Affiliation:
1. Department of Biochemistry and Kaplan Cancer Center, New York University Medical Center, New York, New York 10016
Abstract
ABSTRACT
Laboratory strains of mice are thought to be derived from wild populations of Mus domesticus. Many instances of non-domesticus genetic information fixed in these strains have been described, however, and the amount of strain-to-strain genetic variation exceeds that found in wild domesticus populations.
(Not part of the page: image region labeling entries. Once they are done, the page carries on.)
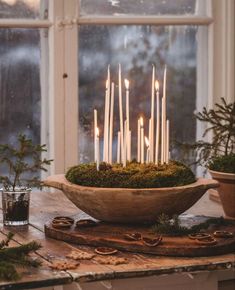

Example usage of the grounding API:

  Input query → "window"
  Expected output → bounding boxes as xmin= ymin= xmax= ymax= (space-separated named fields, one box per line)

xmin=0 ymin=0 xmax=234 ymax=173
xmin=79 ymin=25 xmax=206 ymax=162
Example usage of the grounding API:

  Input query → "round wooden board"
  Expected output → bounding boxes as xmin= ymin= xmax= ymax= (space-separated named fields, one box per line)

xmin=45 ymin=222 xmax=235 ymax=257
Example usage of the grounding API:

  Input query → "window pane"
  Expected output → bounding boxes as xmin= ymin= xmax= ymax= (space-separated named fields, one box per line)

xmin=81 ymin=0 xmax=206 ymax=15
xmin=79 ymin=26 xmax=207 ymax=167
xmin=0 ymin=0 xmax=48 ymax=19
xmin=0 ymin=29 xmax=48 ymax=173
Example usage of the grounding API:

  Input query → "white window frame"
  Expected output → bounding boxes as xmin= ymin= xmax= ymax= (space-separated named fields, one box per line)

xmin=0 ymin=0 xmax=232 ymax=174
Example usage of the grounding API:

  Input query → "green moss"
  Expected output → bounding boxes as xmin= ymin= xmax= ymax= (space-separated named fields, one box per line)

xmin=209 ymin=153 xmax=235 ymax=173
xmin=66 ymin=161 xmax=195 ymax=188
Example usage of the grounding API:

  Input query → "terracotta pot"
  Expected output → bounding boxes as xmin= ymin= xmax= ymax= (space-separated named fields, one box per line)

xmin=209 ymin=170 xmax=235 ymax=218
xmin=44 ymin=175 xmax=218 ymax=223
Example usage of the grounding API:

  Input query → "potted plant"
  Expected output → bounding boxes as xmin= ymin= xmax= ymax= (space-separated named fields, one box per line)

xmin=0 ymin=134 xmax=51 ymax=225
xmin=182 ymin=98 xmax=235 ymax=218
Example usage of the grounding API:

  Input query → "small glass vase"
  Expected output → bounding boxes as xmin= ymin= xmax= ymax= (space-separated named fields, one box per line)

xmin=1 ymin=188 xmax=31 ymax=226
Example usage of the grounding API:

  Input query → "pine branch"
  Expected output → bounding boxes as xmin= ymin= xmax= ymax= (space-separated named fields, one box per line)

xmin=0 ymin=134 xmax=52 ymax=191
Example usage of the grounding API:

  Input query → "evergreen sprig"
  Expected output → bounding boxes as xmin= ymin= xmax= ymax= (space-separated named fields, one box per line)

xmin=152 ymin=214 xmax=230 ymax=236
xmin=0 ymin=232 xmax=41 ymax=280
xmin=180 ymin=98 xmax=235 ymax=166
xmin=0 ymin=134 xmax=52 ymax=191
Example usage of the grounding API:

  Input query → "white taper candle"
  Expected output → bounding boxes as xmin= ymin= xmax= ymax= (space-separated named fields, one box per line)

xmin=137 ymin=119 xmax=141 ymax=162
xmin=140 ymin=117 xmax=144 ymax=163
xmin=166 ymin=120 xmax=170 ymax=164
xmin=123 ymin=120 xmax=128 ymax=167
xmin=109 ymin=82 xmax=114 ymax=164
xmin=117 ymin=131 xmax=121 ymax=163
xmin=124 ymin=79 xmax=130 ymax=161
xmin=149 ymin=65 xmax=155 ymax=162
xmin=94 ymin=109 xmax=97 ymax=162
xmin=96 ymin=127 xmax=100 ymax=171
xmin=155 ymin=81 xmax=160 ymax=164
xmin=118 ymin=64 xmax=124 ymax=162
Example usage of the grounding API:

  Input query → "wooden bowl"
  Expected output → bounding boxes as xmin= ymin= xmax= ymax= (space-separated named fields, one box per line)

xmin=44 ymin=174 xmax=218 ymax=223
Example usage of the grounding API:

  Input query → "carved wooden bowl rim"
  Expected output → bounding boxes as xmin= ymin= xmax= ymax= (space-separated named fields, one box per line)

xmin=44 ymin=174 xmax=219 ymax=193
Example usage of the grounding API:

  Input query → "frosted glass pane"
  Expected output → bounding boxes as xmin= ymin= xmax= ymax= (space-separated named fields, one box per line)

xmin=79 ymin=26 xmax=206 ymax=162
xmin=0 ymin=0 xmax=48 ymax=19
xmin=0 ymin=29 xmax=46 ymax=147
xmin=81 ymin=0 xmax=202 ymax=15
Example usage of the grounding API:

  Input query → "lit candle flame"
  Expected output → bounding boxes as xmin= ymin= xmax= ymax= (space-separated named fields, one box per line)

xmin=144 ymin=136 xmax=149 ymax=148
xmin=95 ymin=127 xmax=100 ymax=137
xmin=124 ymin=79 xmax=129 ymax=90
xmin=155 ymin=81 xmax=159 ymax=91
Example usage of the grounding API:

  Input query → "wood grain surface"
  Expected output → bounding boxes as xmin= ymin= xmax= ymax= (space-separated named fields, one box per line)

xmin=0 ymin=192 xmax=235 ymax=289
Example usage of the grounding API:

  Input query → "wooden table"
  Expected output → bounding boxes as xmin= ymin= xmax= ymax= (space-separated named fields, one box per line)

xmin=0 ymin=192 xmax=235 ymax=289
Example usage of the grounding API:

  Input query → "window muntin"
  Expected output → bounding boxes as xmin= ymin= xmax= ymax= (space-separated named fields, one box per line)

xmin=0 ymin=0 xmax=48 ymax=19
xmin=80 ymin=0 xmax=205 ymax=16
xmin=79 ymin=26 xmax=206 ymax=162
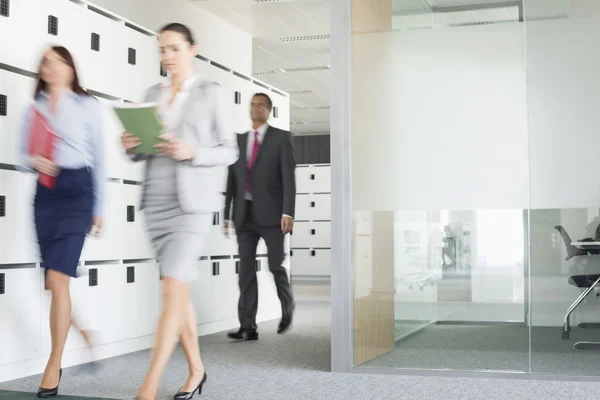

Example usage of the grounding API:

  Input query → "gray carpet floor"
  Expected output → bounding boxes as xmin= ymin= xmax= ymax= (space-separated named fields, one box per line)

xmin=0 ymin=282 xmax=600 ymax=400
In order to estimate the extent of the non-domesticus contribution to laboratory mouse genomes, and to determine whether it could account for observed variation, we have used computer simulations to investigate the properties of genetically marked chromosomal segments and the distribution of residual allogenicity at various times during inbreeding. A locus or chromosomal segment is allogenic if it is unfixed within a lineage at a given time. The odds of fixation of a foreign chromosome segment are predicted to be an exponentially decreasing function of its length. The median segment length is predicted to be 17 centimorgans. Available data for markers of chromosomes 1, 9 and 12 in recombinant inbred strain sets conform to these predictions. Together, the results suggest that introgression of non-domesticus chromosomes and segregation of residual allogenicity are sufficient to account for the genetic diversity observed among inbred mouse strains and substrains.
Publisher
Oxford University Press (OUP)
Cited by
17 articles.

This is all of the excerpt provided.